NASA Hubble pinpoints a wandering supermassive black hole

You must have seen black holes in sci-fi movies. Well, that visual just got real as a newly identified tidal disruption event (TDE), called AT2024tvd, allowed astronomers to pinpoint a wandering supermassive black hole using NASA’s Hubble Space Telescope, with similar supporting observations from NASA’s Chandra X-Ray Observatory and the NARO Very Large Array telescope that also showed the black hole is offset from the center of the galaxy.
A black hole revealed itself from 600 million light-years away when it ripped apart and swallowed a star. The resulting burst of radiation is the bright dot just off-center captured in this @NASAHubble image. https://t.co/g7mSVRZHd1 pic.twitter.com/7FnDsSmCb2
— NASA (@NASA) May 8, 2025
The black hole is said to have revealed itself from 600 million light-years away when it ripped apart and swallowed a star in a spectacular burst of radiation. The Zwicky Transient Facility at Caltech’s Palomar Observatory, with its 1.2-meter telescope that surveys the entire northern sky every two days, first observed the event.

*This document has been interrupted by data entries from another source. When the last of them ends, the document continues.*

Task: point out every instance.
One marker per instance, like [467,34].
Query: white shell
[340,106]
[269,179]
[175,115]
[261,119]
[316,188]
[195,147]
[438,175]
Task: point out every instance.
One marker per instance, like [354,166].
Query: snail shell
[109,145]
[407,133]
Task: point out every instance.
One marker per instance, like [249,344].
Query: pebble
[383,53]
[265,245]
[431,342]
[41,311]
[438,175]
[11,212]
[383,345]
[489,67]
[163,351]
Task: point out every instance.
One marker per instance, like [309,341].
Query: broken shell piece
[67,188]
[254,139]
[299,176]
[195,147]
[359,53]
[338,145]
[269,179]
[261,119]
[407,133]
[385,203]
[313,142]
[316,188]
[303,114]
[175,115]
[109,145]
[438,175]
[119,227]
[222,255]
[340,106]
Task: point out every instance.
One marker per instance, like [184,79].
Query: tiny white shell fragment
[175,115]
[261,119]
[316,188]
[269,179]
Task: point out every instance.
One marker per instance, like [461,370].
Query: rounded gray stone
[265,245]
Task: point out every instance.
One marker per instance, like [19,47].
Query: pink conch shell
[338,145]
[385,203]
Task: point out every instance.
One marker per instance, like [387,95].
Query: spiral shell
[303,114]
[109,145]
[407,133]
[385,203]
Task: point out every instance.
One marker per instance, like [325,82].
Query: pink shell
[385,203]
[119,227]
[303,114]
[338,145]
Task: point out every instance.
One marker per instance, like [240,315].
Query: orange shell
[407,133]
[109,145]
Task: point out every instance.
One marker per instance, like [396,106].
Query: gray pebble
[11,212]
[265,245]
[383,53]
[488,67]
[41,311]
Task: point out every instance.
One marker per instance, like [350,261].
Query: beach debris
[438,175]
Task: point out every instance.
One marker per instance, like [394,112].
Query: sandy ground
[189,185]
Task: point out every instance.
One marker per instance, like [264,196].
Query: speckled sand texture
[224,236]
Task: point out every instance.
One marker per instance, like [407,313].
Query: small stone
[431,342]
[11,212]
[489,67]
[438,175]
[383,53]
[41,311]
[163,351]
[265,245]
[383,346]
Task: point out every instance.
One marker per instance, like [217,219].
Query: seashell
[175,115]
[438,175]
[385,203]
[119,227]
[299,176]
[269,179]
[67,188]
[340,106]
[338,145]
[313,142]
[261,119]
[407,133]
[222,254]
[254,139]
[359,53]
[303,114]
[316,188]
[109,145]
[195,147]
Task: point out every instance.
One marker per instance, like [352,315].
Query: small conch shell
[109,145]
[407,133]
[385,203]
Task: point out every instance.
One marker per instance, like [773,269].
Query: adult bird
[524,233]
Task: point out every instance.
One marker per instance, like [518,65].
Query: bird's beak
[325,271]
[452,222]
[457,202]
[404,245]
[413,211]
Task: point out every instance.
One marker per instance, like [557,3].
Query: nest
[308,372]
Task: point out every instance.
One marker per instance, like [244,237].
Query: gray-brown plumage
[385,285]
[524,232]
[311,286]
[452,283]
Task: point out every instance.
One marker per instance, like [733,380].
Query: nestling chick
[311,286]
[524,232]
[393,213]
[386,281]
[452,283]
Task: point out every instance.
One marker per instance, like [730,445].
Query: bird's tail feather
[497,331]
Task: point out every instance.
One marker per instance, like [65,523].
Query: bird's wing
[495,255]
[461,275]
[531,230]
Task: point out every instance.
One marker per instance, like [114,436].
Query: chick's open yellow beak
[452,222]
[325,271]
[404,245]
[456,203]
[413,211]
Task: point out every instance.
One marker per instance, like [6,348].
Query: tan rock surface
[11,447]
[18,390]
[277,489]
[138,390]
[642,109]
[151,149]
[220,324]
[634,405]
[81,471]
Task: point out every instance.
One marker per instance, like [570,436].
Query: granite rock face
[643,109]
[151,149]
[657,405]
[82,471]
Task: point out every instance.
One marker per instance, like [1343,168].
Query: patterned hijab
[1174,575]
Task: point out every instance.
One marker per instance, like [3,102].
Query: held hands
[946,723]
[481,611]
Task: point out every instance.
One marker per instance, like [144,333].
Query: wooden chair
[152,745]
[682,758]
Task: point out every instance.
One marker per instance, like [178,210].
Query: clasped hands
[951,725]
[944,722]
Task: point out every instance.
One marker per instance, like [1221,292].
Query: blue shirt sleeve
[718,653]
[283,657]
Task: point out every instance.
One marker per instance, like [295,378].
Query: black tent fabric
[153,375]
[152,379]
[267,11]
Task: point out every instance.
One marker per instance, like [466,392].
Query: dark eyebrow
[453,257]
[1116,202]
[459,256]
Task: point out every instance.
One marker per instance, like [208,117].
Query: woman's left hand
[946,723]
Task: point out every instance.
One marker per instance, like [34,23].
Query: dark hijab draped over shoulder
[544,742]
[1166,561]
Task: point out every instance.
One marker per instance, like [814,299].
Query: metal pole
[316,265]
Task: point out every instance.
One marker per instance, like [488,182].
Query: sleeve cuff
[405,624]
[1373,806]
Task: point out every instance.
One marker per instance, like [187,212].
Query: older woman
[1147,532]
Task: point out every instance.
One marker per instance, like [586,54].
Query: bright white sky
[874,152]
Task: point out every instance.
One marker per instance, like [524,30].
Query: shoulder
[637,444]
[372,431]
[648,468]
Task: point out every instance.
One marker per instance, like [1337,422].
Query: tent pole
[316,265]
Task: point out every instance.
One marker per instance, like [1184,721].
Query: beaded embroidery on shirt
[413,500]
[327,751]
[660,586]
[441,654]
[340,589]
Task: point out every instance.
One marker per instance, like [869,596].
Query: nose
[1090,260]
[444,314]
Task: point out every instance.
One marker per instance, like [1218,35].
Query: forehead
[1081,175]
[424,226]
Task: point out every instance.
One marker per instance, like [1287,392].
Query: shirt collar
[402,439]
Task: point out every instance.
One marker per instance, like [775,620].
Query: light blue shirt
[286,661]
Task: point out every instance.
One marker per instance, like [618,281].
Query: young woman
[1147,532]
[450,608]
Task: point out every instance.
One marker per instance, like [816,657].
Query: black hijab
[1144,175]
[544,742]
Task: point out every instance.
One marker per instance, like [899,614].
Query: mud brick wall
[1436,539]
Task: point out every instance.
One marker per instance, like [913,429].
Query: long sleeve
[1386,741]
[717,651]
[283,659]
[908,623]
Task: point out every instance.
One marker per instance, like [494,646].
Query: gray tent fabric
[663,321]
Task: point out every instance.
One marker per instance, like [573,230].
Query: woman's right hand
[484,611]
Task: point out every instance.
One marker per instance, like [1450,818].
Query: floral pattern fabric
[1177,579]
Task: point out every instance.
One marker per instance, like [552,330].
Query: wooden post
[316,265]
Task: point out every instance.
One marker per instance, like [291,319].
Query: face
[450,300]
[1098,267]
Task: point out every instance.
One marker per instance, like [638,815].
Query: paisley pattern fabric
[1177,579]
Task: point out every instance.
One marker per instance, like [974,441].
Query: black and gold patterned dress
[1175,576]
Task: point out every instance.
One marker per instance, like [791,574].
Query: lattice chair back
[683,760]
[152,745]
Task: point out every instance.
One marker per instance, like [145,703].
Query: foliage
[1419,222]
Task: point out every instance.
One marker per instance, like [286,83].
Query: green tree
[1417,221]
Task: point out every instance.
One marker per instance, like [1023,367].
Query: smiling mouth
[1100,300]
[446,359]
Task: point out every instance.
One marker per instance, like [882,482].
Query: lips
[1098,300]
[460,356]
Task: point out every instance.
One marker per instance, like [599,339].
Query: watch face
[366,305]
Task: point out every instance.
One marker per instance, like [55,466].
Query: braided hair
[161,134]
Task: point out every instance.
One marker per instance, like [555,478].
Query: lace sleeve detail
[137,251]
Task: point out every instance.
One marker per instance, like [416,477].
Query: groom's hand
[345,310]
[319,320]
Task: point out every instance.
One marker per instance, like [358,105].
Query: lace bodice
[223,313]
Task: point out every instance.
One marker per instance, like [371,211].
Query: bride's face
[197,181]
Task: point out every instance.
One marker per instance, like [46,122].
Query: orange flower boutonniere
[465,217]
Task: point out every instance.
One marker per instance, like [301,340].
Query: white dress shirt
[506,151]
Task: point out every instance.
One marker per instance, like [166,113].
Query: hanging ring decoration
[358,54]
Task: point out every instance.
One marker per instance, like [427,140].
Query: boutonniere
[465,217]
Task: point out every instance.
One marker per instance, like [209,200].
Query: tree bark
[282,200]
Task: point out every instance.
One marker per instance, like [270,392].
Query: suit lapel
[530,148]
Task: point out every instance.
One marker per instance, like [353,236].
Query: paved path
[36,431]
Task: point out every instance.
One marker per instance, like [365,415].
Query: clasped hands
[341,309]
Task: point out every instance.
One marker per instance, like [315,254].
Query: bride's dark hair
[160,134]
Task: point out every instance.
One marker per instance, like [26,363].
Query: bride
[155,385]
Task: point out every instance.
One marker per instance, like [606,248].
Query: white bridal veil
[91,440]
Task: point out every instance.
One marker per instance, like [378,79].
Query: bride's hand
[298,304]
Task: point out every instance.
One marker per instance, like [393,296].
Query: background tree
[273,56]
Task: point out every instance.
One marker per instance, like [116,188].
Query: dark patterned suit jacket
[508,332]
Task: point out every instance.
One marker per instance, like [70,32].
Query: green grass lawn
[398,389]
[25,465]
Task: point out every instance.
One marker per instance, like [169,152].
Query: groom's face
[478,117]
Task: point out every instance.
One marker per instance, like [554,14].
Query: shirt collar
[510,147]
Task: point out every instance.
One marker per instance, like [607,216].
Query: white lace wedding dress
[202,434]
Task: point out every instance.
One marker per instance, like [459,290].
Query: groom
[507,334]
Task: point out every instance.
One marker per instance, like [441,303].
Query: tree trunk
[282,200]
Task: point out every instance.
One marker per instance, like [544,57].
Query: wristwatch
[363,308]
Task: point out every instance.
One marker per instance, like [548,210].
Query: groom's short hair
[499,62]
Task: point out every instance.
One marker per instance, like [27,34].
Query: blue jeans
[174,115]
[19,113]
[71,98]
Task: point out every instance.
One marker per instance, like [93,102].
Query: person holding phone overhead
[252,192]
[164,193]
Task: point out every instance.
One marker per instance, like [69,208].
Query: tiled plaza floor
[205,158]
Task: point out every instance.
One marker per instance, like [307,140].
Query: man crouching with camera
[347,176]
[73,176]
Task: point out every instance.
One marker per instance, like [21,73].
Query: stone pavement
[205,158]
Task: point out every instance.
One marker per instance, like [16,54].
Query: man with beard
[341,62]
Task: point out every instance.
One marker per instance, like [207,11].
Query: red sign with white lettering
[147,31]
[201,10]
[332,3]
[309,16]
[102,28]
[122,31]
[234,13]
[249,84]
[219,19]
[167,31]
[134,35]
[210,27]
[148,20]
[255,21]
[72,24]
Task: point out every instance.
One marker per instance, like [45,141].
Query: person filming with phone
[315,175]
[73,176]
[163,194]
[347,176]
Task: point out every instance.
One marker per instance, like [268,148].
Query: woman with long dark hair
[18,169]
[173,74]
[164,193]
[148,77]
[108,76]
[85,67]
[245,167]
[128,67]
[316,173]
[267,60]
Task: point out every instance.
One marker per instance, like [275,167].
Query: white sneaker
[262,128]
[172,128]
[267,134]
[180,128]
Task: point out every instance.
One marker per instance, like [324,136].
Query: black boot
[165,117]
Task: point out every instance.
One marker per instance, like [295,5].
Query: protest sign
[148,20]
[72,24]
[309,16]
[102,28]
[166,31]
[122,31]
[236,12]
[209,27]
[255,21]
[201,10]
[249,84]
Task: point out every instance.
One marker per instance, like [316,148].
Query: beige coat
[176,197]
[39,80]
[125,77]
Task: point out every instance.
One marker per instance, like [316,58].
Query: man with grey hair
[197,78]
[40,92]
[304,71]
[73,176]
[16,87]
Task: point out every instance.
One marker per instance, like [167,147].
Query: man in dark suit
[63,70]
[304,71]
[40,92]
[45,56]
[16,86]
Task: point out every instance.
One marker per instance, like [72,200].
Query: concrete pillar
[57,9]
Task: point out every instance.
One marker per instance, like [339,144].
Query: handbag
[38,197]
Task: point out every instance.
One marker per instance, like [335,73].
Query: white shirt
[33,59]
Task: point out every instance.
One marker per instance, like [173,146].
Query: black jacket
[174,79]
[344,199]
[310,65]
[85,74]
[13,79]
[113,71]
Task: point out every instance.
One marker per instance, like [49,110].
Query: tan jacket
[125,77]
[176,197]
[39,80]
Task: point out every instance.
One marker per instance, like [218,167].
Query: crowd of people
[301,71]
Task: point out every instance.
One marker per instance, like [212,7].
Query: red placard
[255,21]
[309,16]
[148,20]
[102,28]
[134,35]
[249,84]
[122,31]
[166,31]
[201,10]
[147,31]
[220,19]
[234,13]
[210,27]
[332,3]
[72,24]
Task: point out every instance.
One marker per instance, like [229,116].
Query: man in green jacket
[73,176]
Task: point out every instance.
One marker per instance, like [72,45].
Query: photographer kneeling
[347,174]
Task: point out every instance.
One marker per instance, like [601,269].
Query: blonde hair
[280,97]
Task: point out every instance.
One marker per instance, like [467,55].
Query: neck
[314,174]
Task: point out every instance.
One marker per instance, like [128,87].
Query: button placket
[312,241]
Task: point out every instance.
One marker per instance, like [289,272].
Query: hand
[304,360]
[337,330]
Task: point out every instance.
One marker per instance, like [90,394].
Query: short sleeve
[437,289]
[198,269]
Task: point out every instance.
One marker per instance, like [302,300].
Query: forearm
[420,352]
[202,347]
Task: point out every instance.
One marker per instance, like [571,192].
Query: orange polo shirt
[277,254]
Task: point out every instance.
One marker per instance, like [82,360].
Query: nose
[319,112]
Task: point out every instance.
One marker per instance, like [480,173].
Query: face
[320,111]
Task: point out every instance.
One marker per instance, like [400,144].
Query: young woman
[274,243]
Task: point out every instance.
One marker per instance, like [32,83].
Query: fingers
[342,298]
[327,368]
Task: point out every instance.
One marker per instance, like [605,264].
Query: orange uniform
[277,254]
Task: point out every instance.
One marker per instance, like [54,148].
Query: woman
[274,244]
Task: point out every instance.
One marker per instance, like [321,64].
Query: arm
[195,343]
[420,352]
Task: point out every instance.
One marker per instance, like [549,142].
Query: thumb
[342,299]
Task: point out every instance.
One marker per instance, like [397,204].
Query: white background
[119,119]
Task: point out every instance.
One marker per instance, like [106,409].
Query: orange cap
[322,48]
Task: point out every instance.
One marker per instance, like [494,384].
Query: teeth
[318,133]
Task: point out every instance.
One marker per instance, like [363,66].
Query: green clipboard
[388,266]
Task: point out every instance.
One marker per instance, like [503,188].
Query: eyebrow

The above picture is a six-panel illustration of a tidal disruption event around a supermassive black hole that shows- a supermassive black hole is adrift inside a galaxy, a wayward star gets swept up in the black hole’s intense gravitational pull, the star is stretched, star’s remnants form a disk around black hole, period of black hole accretion, pouring out radiation across the electromagnetic spectrum and host galaxy, seen from afar, contains a bright flash of energy.
Surprisingly, this one-million-solar-mass black hole doesn’t reside exactly in the center of the host galaxy, where supermassive black holes are typically found, and actively gobble up surrounding material. There is also a supermassive black hole weighing 100 million times the mass of the Sun. Though the two black holes co-exist in the same galaxy, but are not gravitationally bound to each other in a binary way.
It is revealed that the black hole responsible for the TDE is prowling inside the bulge of the massive galaxy, and it only becomes apparent every few tens of thousands of years when it captures a star, and then it goes quiet again. NASA says that future telescopes that will also be optimized for capturing transient events like this one include the National Science Foundation’s Vera C. Rubin Observatory and NASA’s upcoming Nancy Grace Roman Space Telescope, which will provide more opportunities for follow-up Hubble observations to zero in on a transient’s exact location.